When I was 18 I decided I wanted to be an organ donor, so I registered. The only thing I’m not donating when I die is my lungs. I have so much trouble with them when I’m ill, that I can’t possibly pass them on to someone else. But everything else is being given away.

To me donation is so important, and when I saw an advert for the Anthony Nolan Trust, I didn’t hesitate.  I filled in the form to become a donor and submitted it online via their website.

A few days later I got a small package in the post, containing a form to fill in and a nifty little plastic container and instructions of how to provide my saliva sample.  Once that was completed it was sent off. A few weeks later I received confirmation that they were happy to accept me as a donor and I got my donor card.

The Anthony Nolan Trust helps people with blood cancers. You can donate marrow or stem cells to help someone with cancer.

I may be a very small part of the population, but I am doing everything I can to donate what I have to help save others.

What are you doing?

Paste – a new hair styling product

So it turns out that when you smell things that other people can’t smell (like ammonia) the doctors you see put paste in your hair.
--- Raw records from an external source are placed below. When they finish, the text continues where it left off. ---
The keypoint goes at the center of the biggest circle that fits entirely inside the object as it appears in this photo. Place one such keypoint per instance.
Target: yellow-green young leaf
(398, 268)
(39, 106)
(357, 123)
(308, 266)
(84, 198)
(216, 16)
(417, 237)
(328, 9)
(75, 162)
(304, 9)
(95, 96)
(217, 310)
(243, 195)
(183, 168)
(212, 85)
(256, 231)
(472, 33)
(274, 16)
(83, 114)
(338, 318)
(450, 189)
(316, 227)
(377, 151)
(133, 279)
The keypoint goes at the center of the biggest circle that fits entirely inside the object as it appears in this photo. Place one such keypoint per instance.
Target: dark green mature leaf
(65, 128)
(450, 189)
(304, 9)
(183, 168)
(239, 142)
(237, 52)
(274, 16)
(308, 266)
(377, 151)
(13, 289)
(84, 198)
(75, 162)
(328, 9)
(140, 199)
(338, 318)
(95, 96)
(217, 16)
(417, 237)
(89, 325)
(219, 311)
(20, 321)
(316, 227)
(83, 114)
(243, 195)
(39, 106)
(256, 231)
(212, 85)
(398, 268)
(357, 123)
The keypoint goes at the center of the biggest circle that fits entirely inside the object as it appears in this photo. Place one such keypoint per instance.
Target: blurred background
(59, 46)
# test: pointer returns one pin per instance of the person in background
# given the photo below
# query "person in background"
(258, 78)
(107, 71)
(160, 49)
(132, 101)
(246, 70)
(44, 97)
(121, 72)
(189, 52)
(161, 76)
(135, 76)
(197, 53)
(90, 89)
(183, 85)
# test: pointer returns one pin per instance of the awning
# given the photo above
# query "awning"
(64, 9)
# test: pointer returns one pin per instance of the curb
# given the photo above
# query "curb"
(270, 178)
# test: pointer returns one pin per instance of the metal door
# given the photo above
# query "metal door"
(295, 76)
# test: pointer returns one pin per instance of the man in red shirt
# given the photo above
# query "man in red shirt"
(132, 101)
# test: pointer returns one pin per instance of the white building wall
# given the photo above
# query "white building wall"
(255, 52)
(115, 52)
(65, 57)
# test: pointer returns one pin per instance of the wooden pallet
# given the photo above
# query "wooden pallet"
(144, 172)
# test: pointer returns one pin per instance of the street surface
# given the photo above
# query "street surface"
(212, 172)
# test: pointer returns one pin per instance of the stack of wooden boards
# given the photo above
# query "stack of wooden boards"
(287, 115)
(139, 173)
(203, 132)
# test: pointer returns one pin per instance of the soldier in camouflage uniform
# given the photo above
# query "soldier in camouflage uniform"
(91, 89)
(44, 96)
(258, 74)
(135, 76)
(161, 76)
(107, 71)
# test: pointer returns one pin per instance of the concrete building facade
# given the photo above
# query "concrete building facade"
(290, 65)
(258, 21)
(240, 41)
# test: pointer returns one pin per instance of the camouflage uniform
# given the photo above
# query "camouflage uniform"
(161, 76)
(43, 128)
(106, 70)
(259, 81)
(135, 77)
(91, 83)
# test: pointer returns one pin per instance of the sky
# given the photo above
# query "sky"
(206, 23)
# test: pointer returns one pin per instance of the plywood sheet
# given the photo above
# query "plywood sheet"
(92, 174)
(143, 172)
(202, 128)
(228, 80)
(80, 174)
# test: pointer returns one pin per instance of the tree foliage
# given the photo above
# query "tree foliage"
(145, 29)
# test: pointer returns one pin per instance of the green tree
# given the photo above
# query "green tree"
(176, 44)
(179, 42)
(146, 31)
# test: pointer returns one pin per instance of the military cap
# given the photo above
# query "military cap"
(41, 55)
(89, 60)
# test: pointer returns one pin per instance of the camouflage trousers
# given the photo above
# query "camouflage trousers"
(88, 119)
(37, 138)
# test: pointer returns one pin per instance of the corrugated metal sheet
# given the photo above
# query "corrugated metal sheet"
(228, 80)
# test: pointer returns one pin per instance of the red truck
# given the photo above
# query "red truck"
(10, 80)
Paste in your hair is a nightmare to remove.

Let me start from the beginning.

A while back I posted about smelling things that others couldn’t smell (ammonia). It started to get to me when I realised I was smelling it outside, in the fresh air. So I saw my doctor, who referred me to a neurologist, who scheduled an MRI (which was fine) and an EEG. It has taken 4 months to get the EEG done.

When you have an EEG, they measure your head, then they mark your scalp, then they clean it with gel, then they stick some paste on an electrode and stick it to your scalp. Not just one electrode mind, but about 30. I looked like an electronic Medusa.
The technician did make a joke that you couldn’t possibly go out in public with the electrodes secured to your scalp as people might think you’re a new type of suicide bomber. That was an awkward moment.

Then I had to open and close my eyes, relax and take big deep breaths and then I had flashing lights directly into my eyes. I fell asleep.

30 minutes later the test was done.
It’ll be a week before my neurologist has the results and I suspect that it’ll be even longer before I find out what they are.

I strongly suspect these smells are auras for migraines, and thankfully I don’t actually get the headache. Just the auras.

I really hope its not epilepsy. Of any kind.

But I’ll guess I’ll find out soon enough.

In the meantime I’m still not 100% sure I’ve gotten all the paste out of my hair.

Damn paste. Thank god there was no glitter!